CI npm Downloads License: MIT

The semantic layer and a superset of the three static scanners. It reads a test against its intent, the spec, and the production code to catch the false-greens no parser sees (F4, F7), and it carries every structural code of the scanners plus the AI-only S-series.

What it is

Not Claude-specific. The same protocol is packaged for Claude Code, Codex, Gemini, Cursor, plain LLM prompts, API usage, and an npm CLI. For Python it applies the complete falsegreen catalog directly; for TypeScript, JavaScript, and Robot Framework it is the primary detection tool.

The protocol (J1-J6)

Every test is read through six judgments: does the assertion run, is the expected value from an independent oracle, is the real unit exercised, is the assertion sufficient, is it free of coupling to internals, does it pass in isolation. A false positive is worse than a miss, so a wrong-value finding is not reported without citing an oracle.

Install and first run

The skill runs on several hosts (Claude Code, Codex, Gemini, Cursor) and as a standalone npm CLI. The CLI needs only Node 18+ and an API key for the provider you choose:

export ANTHROPIC_API_KEY=sk-ant-...
npx falsegreen-skill analyze tests/test_demo.py

--provider openai or --provider gemini switches the model; --json and --fail-on-high wire it into CI. Per-host setup (the Claude Code plugin, the Codex and Gemini extensions, the Cursor rule) is in the skill README.

First finding

Given a test that asserts the mock back to itself:

# tests/test_tax.py
def test_calculate_tax(mock_calc):
    mock_calc.return_value = 0.15
    result = calculate_tax(100, mock_calc)
    assert result == mock_calc.return_value

npx falsegreen-skill analyze tests/test_tax.py reports:

CASE 11 (J2) - HIGH - Python - unit - behavior

Test: test_calculate_tax (line 2-5)
Finding: The assertion checks mock_calc.return_value - the same value the mock
was configured to return. It passes for any result, including a wrong one.
Evidence:
  mock_calc.return_value = 0.15
  assert result == mock_calc.return_value
Fix hint: Assert against an independently computed value, e.g. assert result == 15.0.

Reading a finding

Each finding names five things:

  • CASE 11 - the semantic code. The skill also emits the structural C*, JS*, and R* codes the scanners use.
  • (J2) - the failed judgment: the expected value is not from an independent oracle.
  • HIGH - confidence. HIGH means no plausible legitimate reading; LOW warns.
  • Python - unit - behavior - language, pyramid level, and test intent.
  • Finding / Evidence / Fix hint - what is wrong, the lines that prove it, and how to repair it.

What it covers

The broadest tool of the family. It is the superset, so its coverage is the union of everything the scanners catch plus what only a reader of intent can:

Layer Coverage
All structural codes every C* (Python), JS*, and R* code from the three scanners, applied by reading the source
Semantic cases 10 (mocks the unit), 11 (asserts the stub), 12 (re-implements the formula), 15 (shared state), 18 (contradicts the spec)
The S-series (AI-only) S1-S13: intent mismatch, irrelevant oracle, plausible-but-wrong value, coarse oracle, tests the framework, happy-path-only, value lifted from output, mock through indirection, self-fulfilling arrangement, asserts the log, negative-only security check, patches core logic, cross-file order dependence
DSL passes Gherkin .feature and Tavern *.tavern.yaml (see Gherkin and Tavern)
Level awareness reads unit / integration / E2E from signals and adjusts the oracle

Modes

  • Detect - read a suite and report findings (J1-J6, level, evidence, fix hint).
  • Author - generate tests that are not false-green by construction, one spec per pyramid level.
  • AI-fix gate (F7) - propose a strengthened test and validate it with a bidirectional mutation gate (pass on clean code, fail on the reintroduced bug).

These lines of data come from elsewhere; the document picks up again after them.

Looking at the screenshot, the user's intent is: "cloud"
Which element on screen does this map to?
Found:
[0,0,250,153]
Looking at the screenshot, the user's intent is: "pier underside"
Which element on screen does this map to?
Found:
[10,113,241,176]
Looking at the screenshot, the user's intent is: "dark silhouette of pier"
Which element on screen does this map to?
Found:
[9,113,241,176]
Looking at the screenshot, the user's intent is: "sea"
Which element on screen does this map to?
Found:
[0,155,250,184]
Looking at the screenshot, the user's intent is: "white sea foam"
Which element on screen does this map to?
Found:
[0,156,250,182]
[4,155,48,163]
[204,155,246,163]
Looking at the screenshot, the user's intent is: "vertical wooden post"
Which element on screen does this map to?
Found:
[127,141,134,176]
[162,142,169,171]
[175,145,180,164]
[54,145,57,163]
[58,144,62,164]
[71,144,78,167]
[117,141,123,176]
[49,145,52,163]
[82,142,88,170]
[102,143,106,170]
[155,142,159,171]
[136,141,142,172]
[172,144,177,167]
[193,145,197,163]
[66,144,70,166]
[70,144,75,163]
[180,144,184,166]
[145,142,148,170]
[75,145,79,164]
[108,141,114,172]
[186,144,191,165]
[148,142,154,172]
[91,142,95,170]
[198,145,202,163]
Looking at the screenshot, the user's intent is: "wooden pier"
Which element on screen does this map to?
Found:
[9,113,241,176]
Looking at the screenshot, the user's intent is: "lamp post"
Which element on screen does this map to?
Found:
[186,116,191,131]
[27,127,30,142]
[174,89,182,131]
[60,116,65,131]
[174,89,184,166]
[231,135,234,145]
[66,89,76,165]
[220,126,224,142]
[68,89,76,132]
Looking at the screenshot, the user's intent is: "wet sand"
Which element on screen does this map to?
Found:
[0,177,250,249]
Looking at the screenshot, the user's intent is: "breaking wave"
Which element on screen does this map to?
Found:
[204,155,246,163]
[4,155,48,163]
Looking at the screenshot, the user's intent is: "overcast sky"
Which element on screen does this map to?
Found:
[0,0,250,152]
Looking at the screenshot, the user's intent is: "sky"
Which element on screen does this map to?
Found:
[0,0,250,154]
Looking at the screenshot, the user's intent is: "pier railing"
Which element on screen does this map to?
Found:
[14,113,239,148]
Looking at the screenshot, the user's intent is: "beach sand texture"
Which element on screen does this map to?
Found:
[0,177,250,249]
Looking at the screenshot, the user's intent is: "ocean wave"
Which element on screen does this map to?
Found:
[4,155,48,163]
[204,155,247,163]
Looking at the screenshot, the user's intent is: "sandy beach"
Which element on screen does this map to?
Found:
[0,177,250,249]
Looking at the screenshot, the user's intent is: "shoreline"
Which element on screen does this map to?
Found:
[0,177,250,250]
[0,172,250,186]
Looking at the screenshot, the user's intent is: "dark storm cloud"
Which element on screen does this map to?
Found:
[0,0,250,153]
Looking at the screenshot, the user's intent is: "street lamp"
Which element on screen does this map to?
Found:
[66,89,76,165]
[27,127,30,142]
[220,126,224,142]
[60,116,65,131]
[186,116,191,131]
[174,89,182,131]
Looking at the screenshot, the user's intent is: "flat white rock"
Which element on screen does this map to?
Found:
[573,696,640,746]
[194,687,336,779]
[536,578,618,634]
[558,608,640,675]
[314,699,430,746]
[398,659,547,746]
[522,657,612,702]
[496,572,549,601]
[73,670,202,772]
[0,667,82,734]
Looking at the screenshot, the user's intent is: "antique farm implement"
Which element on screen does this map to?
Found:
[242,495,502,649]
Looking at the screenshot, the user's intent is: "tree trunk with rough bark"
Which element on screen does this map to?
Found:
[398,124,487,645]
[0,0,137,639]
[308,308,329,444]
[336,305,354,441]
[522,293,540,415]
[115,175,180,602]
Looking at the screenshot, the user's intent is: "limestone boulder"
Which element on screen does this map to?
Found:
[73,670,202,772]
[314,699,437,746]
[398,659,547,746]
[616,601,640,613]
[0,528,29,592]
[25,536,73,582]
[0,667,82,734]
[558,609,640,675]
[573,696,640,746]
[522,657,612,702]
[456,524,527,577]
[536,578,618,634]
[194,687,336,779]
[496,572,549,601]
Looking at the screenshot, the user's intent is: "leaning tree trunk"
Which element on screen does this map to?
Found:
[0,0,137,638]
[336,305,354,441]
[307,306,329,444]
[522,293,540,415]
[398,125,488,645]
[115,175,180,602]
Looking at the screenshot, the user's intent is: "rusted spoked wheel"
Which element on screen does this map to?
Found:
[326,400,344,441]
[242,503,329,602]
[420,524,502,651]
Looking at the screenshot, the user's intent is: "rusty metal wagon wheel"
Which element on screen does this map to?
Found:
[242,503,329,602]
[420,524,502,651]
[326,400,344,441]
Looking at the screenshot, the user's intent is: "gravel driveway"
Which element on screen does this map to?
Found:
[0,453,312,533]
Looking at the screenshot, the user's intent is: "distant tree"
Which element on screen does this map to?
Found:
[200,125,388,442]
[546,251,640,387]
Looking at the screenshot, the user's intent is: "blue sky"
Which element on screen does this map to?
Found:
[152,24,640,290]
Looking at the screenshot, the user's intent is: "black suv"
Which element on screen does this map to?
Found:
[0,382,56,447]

Complete usage and configuration

The first-run above is the five-minute path. This section is the full reference: the CLI (analyze and the fix mutation-gate mode), provider configuration for every supported backend, and the per-host enable steps. It mirrors what the project README, docs/cli.md, and providers.md document.

The CLI

Node 18 or newer, zero dependencies. Install or run on demand:

npm install -g falsegreen-skill
npx falsegreen-skill analyze tests/test_payment.py

Two commands:

falsegreen-skill analyze <file...> [options]
falsegreen-skill fix <test-file> --case <code> --line <n> [options]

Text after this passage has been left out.